Figure \(\ref{fig:bio11}\) shows the evolution of probability vectors for this model for two different values of mutation rate \(a\). In both calculations initially 100% of the sequence is made up of ancestral letters, and then some fraction acquires mutations. Not surprisingly, if the mutation rate is greater, mutations are acquired faster and the fraction of ancestral letter declines faster: in the plot on the left (\(a=0.0001\)) more than 90% of the sequence is indistinguishable from the ancestor after 1000 generations, and in the plot on the right (\(a=0.001\)) less than half remains in the ancestral state after the same time passed.

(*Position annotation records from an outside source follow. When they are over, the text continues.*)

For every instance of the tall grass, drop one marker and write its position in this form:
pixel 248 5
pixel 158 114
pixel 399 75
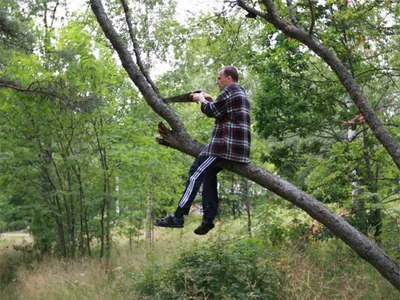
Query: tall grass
pixel 303 269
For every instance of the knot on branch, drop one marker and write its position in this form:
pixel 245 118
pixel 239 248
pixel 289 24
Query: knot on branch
pixel 164 133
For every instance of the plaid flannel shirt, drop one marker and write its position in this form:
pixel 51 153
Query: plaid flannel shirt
pixel 231 137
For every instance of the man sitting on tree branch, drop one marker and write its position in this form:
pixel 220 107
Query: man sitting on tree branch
pixel 231 140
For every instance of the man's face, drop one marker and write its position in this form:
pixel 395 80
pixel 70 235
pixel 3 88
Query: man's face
pixel 223 81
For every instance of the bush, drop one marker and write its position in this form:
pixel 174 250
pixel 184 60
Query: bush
pixel 224 270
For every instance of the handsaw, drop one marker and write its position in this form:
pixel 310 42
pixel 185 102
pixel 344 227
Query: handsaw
pixel 184 98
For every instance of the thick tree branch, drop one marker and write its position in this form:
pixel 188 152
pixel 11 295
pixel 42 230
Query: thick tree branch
pixel 310 31
pixel 136 46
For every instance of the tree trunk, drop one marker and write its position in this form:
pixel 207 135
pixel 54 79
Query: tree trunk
pixel 178 138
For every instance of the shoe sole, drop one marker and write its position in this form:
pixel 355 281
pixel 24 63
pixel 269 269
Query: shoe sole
pixel 203 232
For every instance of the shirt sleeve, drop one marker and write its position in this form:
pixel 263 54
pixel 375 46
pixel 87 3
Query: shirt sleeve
pixel 218 108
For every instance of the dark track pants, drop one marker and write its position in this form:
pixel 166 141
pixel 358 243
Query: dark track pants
pixel 203 171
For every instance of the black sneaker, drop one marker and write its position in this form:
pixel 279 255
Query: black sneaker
pixel 204 227
pixel 171 221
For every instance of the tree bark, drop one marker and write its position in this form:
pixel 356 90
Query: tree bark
pixel 178 138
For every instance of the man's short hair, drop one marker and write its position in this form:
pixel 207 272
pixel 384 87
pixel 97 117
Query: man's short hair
pixel 231 71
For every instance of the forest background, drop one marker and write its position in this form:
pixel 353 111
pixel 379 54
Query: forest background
pixel 80 169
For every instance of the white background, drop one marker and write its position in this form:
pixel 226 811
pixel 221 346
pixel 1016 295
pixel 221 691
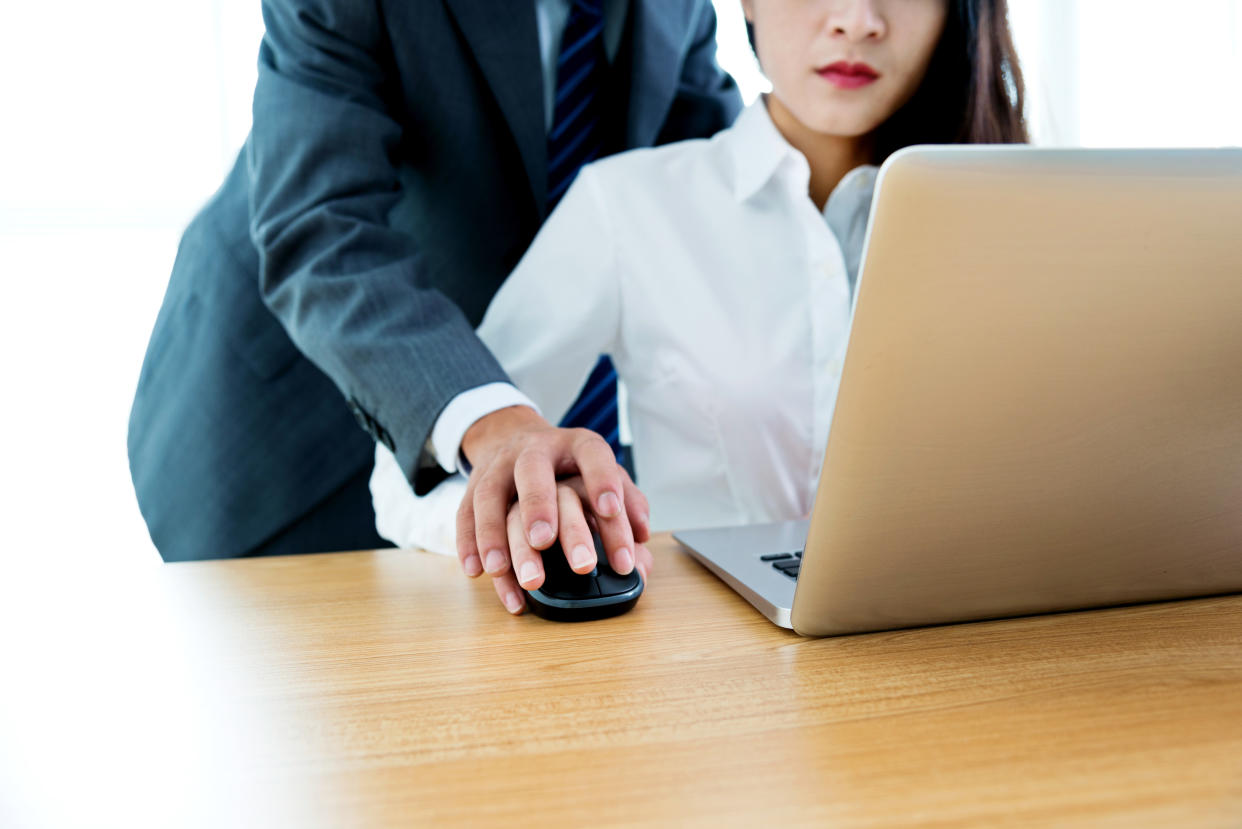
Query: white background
pixel 121 118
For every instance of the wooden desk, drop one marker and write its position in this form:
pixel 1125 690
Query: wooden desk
pixel 385 689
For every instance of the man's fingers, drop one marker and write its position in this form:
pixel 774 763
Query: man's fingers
pixel 637 510
pixel 492 496
pixel 575 535
pixel 645 562
pixel 467 551
pixel 511 594
pixel 534 479
pixel 527 561
pixel 598 467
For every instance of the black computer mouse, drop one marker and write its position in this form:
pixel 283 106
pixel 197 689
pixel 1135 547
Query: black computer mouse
pixel 566 595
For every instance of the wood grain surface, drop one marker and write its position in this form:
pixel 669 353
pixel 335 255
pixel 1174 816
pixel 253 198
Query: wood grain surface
pixel 384 689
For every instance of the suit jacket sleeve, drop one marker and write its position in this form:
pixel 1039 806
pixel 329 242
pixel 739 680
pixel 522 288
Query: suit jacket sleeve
pixel 707 98
pixel 345 285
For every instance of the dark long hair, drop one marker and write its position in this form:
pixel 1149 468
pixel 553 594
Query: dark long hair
pixel 973 92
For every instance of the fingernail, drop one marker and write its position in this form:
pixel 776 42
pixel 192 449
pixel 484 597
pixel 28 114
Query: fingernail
pixel 512 602
pixel 540 533
pixel 625 561
pixel 609 505
pixel 581 556
pixel 494 561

This model is a simplification of the famous Jukes-Cantor model of molecular evolution, which we will investigate in section \(\ref{sec:bio13}\), where we will use it to predict the time of divergence of two sequences from a common ancestor.

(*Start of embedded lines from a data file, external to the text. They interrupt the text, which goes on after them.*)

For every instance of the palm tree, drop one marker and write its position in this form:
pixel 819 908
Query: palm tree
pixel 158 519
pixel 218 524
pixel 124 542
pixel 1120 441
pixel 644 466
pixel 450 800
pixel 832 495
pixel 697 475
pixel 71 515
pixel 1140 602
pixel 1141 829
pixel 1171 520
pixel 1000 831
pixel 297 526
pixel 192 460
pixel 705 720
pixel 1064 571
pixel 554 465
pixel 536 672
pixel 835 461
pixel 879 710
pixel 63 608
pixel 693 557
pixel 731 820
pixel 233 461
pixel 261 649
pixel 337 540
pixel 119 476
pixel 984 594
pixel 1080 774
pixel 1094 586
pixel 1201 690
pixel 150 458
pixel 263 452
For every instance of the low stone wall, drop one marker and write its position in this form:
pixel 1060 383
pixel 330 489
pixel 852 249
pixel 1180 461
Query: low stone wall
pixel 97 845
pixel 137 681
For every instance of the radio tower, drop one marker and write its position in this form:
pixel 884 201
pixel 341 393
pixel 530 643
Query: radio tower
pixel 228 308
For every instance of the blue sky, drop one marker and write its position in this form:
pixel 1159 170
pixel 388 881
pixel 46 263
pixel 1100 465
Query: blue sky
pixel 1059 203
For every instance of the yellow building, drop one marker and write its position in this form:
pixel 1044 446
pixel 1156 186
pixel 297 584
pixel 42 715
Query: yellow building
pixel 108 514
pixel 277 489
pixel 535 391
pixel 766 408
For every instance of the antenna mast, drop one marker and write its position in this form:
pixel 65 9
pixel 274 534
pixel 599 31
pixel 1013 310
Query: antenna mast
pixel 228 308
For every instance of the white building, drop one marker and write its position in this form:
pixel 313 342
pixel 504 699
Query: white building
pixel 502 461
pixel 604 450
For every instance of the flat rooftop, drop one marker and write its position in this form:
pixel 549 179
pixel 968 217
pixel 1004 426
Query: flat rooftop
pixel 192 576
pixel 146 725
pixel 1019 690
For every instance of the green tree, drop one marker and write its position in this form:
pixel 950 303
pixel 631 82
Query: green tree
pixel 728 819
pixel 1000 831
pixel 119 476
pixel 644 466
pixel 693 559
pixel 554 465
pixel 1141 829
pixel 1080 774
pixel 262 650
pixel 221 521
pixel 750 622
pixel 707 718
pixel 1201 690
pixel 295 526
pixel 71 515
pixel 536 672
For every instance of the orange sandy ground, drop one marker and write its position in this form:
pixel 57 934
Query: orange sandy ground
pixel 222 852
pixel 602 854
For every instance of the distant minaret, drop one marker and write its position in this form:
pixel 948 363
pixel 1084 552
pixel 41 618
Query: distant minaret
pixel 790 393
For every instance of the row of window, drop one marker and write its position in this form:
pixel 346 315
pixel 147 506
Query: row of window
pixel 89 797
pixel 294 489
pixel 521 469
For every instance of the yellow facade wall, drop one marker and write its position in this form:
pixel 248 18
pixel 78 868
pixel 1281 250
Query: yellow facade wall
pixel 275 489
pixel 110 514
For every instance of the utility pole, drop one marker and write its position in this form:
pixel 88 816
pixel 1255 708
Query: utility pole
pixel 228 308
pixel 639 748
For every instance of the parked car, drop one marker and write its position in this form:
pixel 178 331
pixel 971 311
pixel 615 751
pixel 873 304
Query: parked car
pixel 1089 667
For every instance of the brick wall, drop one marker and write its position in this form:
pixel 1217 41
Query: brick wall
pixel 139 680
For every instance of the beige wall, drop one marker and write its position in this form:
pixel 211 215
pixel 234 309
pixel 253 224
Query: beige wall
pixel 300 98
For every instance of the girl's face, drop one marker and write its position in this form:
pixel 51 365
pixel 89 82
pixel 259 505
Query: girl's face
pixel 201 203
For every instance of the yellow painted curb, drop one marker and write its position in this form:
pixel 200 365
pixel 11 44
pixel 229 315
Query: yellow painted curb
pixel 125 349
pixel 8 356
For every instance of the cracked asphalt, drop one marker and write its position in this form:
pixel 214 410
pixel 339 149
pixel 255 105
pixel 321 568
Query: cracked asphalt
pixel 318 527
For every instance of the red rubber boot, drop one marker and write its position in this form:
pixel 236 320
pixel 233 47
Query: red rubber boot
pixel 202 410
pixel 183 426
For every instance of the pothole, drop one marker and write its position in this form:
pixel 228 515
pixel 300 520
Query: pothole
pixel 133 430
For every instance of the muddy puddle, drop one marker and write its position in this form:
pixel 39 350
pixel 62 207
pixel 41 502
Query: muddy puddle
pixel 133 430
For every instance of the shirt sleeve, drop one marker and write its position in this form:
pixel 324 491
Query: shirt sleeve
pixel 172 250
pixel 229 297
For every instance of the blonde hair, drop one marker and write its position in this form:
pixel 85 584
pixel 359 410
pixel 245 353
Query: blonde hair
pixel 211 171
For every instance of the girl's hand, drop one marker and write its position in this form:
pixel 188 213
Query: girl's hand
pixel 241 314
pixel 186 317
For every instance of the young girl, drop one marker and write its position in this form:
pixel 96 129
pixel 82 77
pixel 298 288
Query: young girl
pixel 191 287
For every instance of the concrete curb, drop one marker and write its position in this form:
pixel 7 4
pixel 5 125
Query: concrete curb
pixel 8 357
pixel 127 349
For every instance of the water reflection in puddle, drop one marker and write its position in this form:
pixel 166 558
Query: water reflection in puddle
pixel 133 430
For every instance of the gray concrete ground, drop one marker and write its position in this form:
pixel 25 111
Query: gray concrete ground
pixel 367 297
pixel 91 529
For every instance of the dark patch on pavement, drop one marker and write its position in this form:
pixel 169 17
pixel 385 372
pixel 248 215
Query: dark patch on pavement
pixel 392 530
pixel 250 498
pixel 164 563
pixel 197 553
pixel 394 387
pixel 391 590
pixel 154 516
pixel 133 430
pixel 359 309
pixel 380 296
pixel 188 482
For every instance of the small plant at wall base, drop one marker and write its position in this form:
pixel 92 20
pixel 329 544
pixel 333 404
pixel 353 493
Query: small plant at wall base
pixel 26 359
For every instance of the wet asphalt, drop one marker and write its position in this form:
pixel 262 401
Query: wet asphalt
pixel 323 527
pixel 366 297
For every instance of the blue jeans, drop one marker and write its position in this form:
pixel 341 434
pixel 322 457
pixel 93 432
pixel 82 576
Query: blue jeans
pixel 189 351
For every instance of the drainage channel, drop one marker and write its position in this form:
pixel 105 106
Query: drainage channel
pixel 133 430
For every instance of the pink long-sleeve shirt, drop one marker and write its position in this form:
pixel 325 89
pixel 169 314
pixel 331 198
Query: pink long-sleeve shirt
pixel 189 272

13.3.1 Discussion questions
These questions refer to the two-state Jukes-Cantor model presented above.
What does the Markov property mean for this model? How realistic do you think it is for real genetic sequences?
What does this model assume about the relationship between different positions in the sequence? Is this a realistic assumption?
Probability vectors plotted in figure \(\ref{fig:bio11}\) are deterministic, that is, they can be predicted exactly from an initial probability vector. Does this mean they predict the exact ancestral fraction for any sequence (which obeys the assumptions of the model)? Explain what property of a sequence can have an effect of how well it will match the prediction
What do you expect would happen if the calculation continued for many more generations? In other words, for a DNA sequence which is very far removed from its ancestor, what fraction of letters do you expect will match?